Wednesday, October 21, 2015
Language is a highly politicised issue in Malaysia, where around 60% speak some variety of Malay as their home language and others speak Chinese, Indian or Bornean languages, with English used widely in business and also in wealthier homes.
English standards are generally thought to have fallen over the last 30 years. But whenever the government introduces policies to raise standards, some people complain that they should promote Malay instead. After all, it is the national language, even though science, medicine, law and other competitive subjects in public universities are mostly taught in English, and private universities teach nearly everything in it.
After gaining independence from Britain in 1957, Malaya (which became Malaysia in 1963 after incorporating the states of northern Borneo, and also Singapore for two years) had English-, Malay-, Mandarin- and Tamil-medium elementary schools, with English used as the main language for secondary schools. But from the 1970s Malay was phased in as the medium of instruction in national schools (although Chinese and Tamil schools were still allowed as ‘national-type’ schools) and in all secondary schools. English-medium schools were abolished. As a result, the level of Malay rose. Nowadays almost everyone except for some older Chinese- and Tamil-speakers can communicate in it.

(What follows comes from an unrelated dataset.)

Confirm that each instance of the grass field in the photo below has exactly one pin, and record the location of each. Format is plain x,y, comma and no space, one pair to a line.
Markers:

On the other hand, levels of English started to go down. And so in 2003 the government introduced the PPSMI (Science and Maths in English) programme. These two subjects (alongside English language itself) were taught in English, which had a strong influence on education as they were generally considered to attract the best students.
However, PPSMI increased the gap between richer people living in cities, where many speak English in daily life, and poorer people living in rural areas. Rural pupils already found it hard to compete with city pupils. It became harder still for them when important subjects were taught in English. So in 2012 the government decided to phase out PPSMI. Supporters of Malay welcomed this. But supporters of English opposed it. In 2012 it was reported that two thirds of pupils had failed to achieve basic proficiency in English. And two thirds of English teachers themselves were reported to have failed an English proficiency test.
The government has always had difficulty finding the right balance between Malay and English. English continues to be a compulsory subject in schools, and from 2012 Malaysia started importing English Teaching Assistants from the U.S.A, but some people complained that they were too young and inexperienced. Older Malaysians often speak better English than younger ones as it was the official language when they were at school, so it was suggested that they should be hired to teach instead of Americans.
In contrast the Indian teachers targeted by the government are experienced ones. Some people who support the plan to recruit them recognise the progress that India has made in international business and science and assume that one of the reasons for this is high proficiency in English. But others doubt that levels of English in India are higher than in Malaysia. Some make jokes about children learning to speak with an Indian accent, presumably because they think this is not as good as a Malaysian or British accent.
Many Malaysians believe that their country used to have one of the most successful economies in Asia but fear that, having been overtaken by Singapore long ago, they are likely also to be overtaken by Indonesia, the Philippines and India in the future. And some of them think that declining English is the reason. But in practice it is difficult to measure the levels of English across a whole country, and even more difficult to link English standards to economic standards.